The bulk of our time in Berlin was spent walking between souvenir kiosks and enjoying the sights in this fiercely proud and avant-garde city. We visited Checkpoint Charlie, the most famous of the points for Westerners and Allied Forces to cross the Berlin Wall from West to East during the Cold War. I felt richer for having been there, it did tick a very small box in my list of lifetime experiences.


Just before this we had eaten a handsome dinner in a steak restaurant. We had felt it apt to end our day with a well-deserved “proper dinner” during which we synopsised our experiences so far and tried to form plans for the rest of the trip. We were, near as damn it, half way through the voyage.

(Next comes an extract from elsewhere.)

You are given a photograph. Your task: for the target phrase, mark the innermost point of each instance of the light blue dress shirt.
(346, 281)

On the way back to the car we wanted to see the Holocaust Memorial, hoping it would be well lit, Berlin being a very dark place this late in the evening. The “Memorial to the Murdered Jews of Europe” consists of a 4.7 acre site covered with 2,711 concrete slabs. According to the brief used creating the memorial the slabs are “designed to produce an uneasy, confusing atmosphere, and the whole sculpture aims to represent a supposedly ordered system that has lost touch with human reason”. It certainly makes for a bewildering landscape, and we spent time taking photos on long exposure, trying to record the atmosphere and scale of the installation.

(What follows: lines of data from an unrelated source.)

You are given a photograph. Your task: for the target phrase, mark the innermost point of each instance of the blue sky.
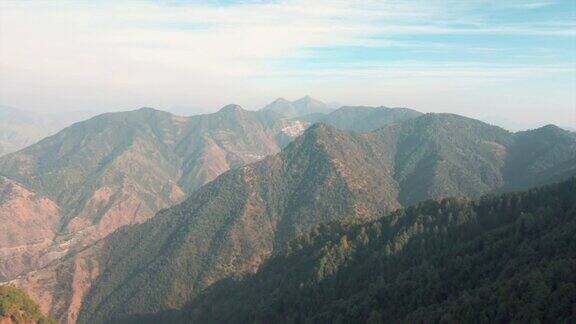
(505, 59)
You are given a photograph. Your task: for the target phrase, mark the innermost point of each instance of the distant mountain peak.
(231, 108)
(303, 106)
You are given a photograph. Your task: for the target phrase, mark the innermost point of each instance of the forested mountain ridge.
(323, 176)
(16, 307)
(117, 169)
(503, 258)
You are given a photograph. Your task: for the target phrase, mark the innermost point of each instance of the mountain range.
(139, 212)
(232, 225)
(506, 258)
(301, 107)
(20, 128)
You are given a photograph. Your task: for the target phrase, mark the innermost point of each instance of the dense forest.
(506, 258)
(17, 307)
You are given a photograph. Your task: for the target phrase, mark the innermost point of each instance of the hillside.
(113, 170)
(17, 307)
(365, 119)
(236, 222)
(19, 128)
(301, 107)
(507, 258)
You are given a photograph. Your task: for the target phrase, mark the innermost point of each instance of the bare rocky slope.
(232, 225)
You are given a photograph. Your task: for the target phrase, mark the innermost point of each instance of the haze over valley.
(162, 162)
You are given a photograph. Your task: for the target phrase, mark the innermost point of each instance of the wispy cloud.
(125, 54)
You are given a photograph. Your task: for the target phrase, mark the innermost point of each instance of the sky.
(508, 60)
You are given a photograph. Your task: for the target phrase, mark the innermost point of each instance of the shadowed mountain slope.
(507, 258)
(233, 224)
(118, 169)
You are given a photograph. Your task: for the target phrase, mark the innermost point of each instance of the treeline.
(506, 258)
(17, 307)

Although we feared finding the Parkplatz closed and our possessions and sleeping accommodation trapped behind locked gates, we still took time to stop for photos of the Brandenburg Gate at night, a long exposure catching the busy evening traffic and the rich green of the overhanging trees. We were on a sort of smug photographic high, and we hopped, skipped and jumped much of the long walk back to the Parkplatz, which we relievedly found hadn’t closed yet. 


Finding our way out of Berlin was much easier than the journey in, we simply followed the signs for Hamburg. Delighted by our introduction to Berlin, although we had barely scratched the surface, we felt that we had earned a good nights sleep. We pulled over for the night earlier than we had of late mooting an early start and some serious miles tomorrow. This time the Rastplatz, was near Wittenberg, a name familiar to me from F19-Stealth Fighter, a game I relished on my Atari ST. Reliving moments from my day and wanting the remainder of the trip to last forever, I slipped once more into unconsciousness.